Standard abbreviations
- ISO 4: Electron. J. Sociol.

Indexing
- OCLC no.: 34297444

Links
- Journal homepage;

= Electronic Journal of Sociology =

The Electronic Journal of Sociology was an online open access academic journal of sociology. It was established in 1994 by Michael Sosteric. Andreas Scheider was editor-in-chief until 2004, when Sosteric returned and Adam Rafalovich became co-editor-in-chief. The journal implemented a new approach in 2004 whereby it decided to publish three tiers of articles: fully reviewed original articles at tier 1, editorially-reviewed reviews and commentaries at tier 2, and editorially-reviewed other works, including original papers, at tier 3. Although the journal "achieved international recognition", as an electronic journal it faced barriers.
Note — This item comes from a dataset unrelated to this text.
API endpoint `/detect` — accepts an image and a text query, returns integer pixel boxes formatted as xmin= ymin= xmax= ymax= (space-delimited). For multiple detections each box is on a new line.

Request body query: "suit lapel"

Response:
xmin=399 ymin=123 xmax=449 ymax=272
In 1996, the journal was criticized by its rival, Sociological Research Online, which suggested that its conventional approach to reviewing articles was more rigorous. The Electronic Journal of Sociology had adopted a forum with which an author could respond to the feedback or criticism of the reviewer. Its editorial board responded, speculating that the rival journal, which was affiliated with SAGE Publishing, might feel threatened by their open access and lack of traditional publishing ties. In 2008, publication was suspended.

The journal was indexed in SocINDEX.